With COVID-19, my salary has been reduced. I need to get my alimony reduced. I am paying court-ordered alimony of $2,100 per month. I am worried about the tax deduction for alimony if I seek a modification. I heard the law changed on the deductibility of alimony if you change your existing order. I really can only afford to pay $1,100 now, but I still need the tax deduction. Can I reduce my alimony and still get an alimony deduction for what I pay to my ex?
This modification situation can be tricky, but is doable. Technically, you need to approach the reduction correctly under the Tax Cuts and Jobs Act (TCJA). The TCJA eliminated the alimony deduction for new orders and agreements after Jan. 1, 2019. Still, TCJA provided a “grandfather provision” for your situation (if the requirements are followed precisely).
You need to file a motion with the court for alimony reduction based upon change of circumstances. You will need a new alimony court order to modify the old one (pre-Jan. 1, 2019). You cannot sidestep to a private agreement for alimony and maintain the deduction in all likelihood. Stay with the court order as the mechanism for the obligation.
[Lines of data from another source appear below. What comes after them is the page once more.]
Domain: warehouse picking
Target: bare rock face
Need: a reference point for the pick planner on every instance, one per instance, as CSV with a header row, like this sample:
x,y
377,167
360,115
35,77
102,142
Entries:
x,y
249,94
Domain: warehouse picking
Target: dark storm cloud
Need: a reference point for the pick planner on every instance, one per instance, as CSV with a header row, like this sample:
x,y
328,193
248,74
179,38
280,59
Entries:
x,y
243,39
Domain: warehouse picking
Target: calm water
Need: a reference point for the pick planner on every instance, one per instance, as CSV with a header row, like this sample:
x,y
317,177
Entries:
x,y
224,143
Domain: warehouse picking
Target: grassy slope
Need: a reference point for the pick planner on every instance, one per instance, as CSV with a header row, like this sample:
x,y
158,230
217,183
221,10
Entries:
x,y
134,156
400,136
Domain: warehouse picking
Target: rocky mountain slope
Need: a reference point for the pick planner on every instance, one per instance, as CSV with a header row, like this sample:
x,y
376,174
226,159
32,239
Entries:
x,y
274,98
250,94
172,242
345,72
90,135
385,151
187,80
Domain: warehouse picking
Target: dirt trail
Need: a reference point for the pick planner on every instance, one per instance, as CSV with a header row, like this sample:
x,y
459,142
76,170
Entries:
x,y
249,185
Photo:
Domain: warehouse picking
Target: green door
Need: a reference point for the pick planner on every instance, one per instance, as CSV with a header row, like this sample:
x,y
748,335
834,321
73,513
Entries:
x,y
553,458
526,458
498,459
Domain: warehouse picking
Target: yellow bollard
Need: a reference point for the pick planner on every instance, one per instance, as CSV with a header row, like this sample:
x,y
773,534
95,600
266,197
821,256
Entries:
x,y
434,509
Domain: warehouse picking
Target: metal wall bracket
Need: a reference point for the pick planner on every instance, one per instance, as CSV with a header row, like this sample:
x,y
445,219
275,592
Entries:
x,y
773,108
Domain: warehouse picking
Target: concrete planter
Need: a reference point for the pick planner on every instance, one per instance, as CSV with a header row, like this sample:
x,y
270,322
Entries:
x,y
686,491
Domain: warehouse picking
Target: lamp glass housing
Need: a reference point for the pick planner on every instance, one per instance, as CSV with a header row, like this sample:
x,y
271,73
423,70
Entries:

IRS Publication 504 (unofficial guidance) gives four examples; in following those examples, I think it is wise to stick to a court order for modification if the deductible alimony is in a court order. There is no official IRS guidance at the writing of this Ask Carolyn on the “grandfather provisions.”
Finally, unless your modified alimony court order elects to make your alimony non-deductible to you, you will continue to be able to deduct your alimony under the new court order.